Patients should get vaccines for encapsulated bacteria and should take antibiotics prophylatically prior to dental work or if feel a respiratory issue coming on.
NK Cell Deficiencies (3)
Absolute NK-cell deficiency: total lack of NK cells
Classical NK-cell deficiency: Fewer NK cells, and those that do exist have diminished function.
Functional NK cell deficiency: Normal number of NK cells, but they lack functionality.
Patients are susceptible to opportunistic species of mycobacterium, the fungus Tricophyton, varicella zoster, herpesvirus, ctyomegalovirus, and Epstein Barr.
Diagnosis: difficult
NEMO
NEMO is a genetic defect in a protein required for NFkB activity, which is needed for transcription of genes following PRR engagement.
Phenotype: deep set eyes, fine hair, conical teeth, and blistering skin.
Patients suffer from recurrent bacterial and viral pathogens.
Lymphocyte adhesion deficiency
Results from genetic deficiency of functional CD18. Without CD18, phagocyte migration into inflamed tissues is defective.
Patient is susceptible to extracellular pathogens and encapsulated bacteria.

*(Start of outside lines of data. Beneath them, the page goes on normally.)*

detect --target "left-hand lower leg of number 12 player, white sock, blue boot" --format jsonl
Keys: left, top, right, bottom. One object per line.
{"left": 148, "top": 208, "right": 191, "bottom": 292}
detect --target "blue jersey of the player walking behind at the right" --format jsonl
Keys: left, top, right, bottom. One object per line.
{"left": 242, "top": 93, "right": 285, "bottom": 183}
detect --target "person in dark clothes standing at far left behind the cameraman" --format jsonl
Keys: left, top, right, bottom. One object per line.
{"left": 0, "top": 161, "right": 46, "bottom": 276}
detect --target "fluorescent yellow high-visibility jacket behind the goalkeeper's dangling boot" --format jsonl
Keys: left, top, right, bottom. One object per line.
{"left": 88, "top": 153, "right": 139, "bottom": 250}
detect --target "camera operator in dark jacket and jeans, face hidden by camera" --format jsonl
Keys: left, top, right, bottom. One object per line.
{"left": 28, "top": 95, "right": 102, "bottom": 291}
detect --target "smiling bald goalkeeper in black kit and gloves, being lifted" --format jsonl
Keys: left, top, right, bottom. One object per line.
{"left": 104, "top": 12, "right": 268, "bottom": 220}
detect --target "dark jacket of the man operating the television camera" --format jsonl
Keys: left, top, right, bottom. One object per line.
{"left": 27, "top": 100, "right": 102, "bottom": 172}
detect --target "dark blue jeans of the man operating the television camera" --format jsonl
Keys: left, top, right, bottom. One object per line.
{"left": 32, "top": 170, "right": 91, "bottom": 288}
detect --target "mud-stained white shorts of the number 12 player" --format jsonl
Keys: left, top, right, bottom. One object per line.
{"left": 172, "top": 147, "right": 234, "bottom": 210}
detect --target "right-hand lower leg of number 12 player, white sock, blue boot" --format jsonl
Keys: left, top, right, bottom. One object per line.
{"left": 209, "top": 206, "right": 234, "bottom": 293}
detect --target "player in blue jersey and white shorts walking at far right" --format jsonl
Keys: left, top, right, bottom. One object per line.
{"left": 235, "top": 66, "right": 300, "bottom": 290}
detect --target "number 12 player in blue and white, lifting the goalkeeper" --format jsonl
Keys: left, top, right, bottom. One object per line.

Presentation: Delayed detachment and sloughing of the umbilical cord
Chronic Granulomatous Disease
Results from defective NADPH oxidase that results in phagocytes that cannot produce toxic oxygen intermediates.
Patients are susceptible to chronic bacterial and fungal infections.
If infant presents with Serratia marcescens, test for CGD.
Two tests for CGD are nitroblue tetrazolium dye (blue means no disease) and dihydrorhodamine to rhodamine (fluoresce green means no disease)
Chediak-Higashi Syndrome
Caused by a genetic defect of the gene that codes for LYST, which controls intracellular vesicle formation. Patients cannot fuse phagosomes with lysosomes to rid of pathogens. Neutrophil granules will be large and irregularly shaped.
Presentation: Partial albinism, recurrent pyogenic infections, and neurological disorders.
Neutropenias
Kostmann Syndrome: caused by abnormality of granulocyte colony stimulating factor (G-CSF); patients susceptible to bacterial and fungal infections, including flora microbes.
Cyclic neutropenia: cause by a defect in the gene that codes for elastase. The condition occurs every 2-4 weeks and last for about a week.
Benign chronic: low, but not life-threatening, neutropenia. Often asymptomatic.